僕は苦笑しながら、ポケットから義母さん(リベラ)から事前にお小遣いとして渡されていた銀貨を取り出した。オロチ会長からのお駄賃の残りだ。
「仕方ないですね。ここは僕のポケットマネーから払っておきますから」
チャリン、チャリン、と。
精算機に銀貨を投入し、ゲートバーがゆっくりと上がる。
夕日に照らされた僕のその何気ない行動が、二人の女神の目には、どんな神話の英雄よりも輝いて見えたらしい。
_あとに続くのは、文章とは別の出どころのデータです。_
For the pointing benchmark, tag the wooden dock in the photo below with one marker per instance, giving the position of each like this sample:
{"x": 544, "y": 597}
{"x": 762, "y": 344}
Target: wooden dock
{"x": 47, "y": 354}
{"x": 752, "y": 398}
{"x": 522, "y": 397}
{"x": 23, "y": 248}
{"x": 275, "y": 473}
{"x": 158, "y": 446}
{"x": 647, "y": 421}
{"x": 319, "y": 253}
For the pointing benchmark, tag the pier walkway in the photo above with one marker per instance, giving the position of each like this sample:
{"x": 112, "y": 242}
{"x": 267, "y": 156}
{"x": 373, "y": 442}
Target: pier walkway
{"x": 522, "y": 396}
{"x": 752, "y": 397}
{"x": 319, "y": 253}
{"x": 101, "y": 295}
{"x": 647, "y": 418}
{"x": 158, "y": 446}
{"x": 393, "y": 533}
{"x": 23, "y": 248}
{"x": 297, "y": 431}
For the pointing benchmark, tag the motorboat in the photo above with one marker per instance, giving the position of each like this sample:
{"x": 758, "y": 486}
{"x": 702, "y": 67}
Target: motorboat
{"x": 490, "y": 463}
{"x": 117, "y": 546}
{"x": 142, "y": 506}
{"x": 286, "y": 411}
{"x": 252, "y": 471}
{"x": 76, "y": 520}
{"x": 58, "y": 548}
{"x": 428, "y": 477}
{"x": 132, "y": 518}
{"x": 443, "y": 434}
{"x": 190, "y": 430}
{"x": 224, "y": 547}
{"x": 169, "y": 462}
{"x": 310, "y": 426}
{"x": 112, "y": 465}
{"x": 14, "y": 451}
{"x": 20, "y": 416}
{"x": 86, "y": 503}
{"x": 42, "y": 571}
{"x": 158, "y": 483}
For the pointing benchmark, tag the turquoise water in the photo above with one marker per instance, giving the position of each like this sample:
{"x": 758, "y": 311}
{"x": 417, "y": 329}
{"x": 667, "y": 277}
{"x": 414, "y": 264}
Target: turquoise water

「キッ、キッド君……っ! アナタ、なんて懐が広くて優しいの!?」
「イケメン! 精神的イケメンよ! もうダメ、私、完全にキッド君の虜になっちゃったわぁっ!!」
ルチアナが僕の右腕に、カグヤが左腕に、ギュッと抱きついてきた。
神様特有の良い匂いと、先ほどのベーコンの匂いが混ざり合って、なんとも言えないカオスな香りが漂う。
「ちょっ、二人とも、離れてください!」
「嫌よ! もうキッド君なしじゃ生きられない! ねぇ、神界に来て私を養って!!」
「私を養いなさいよ! 専属のヒモにしてあげるから!」
もはやスカウトですらない。ただの『ヒモ宣言(養ってくれ)』に成り下がっている。
「ストォォップ!!」
そこに、ウサギ耳を逆立てたキャルルさんが、トンファーを構えて割って入ってきた。
「二人とも、神様だからってキッド君にベタベタしないでください! キッド君はうちの村の用心棒なんですから!」
「あら? 月兎族の小娘が、私に口答えする気?」
「キッド君のためなら、神様相手でも『顎砕き』を叩き込みますよ!」
火花を散らすキャルルさんとカグヤ。そして僕の腕から離れようとしないルチアナ。
そのカオスな状況を、リリスが「あはは、先輩たちチョロすぎますね」とパフェの余韻を楽しみながら笑って見ていた。
やれやれ。
義母さんが言っていた通りだ。
厄介な連中が、次から次へとこのポポロ村に吸い寄せられてくる。
でも、どうやらこのポンコツな神様たちなら、案外悪くない日常のスパイスになるかもしれないな。
僕はそんなことを思いながら、夕暮れのポポロ村の空を見上げるのだった。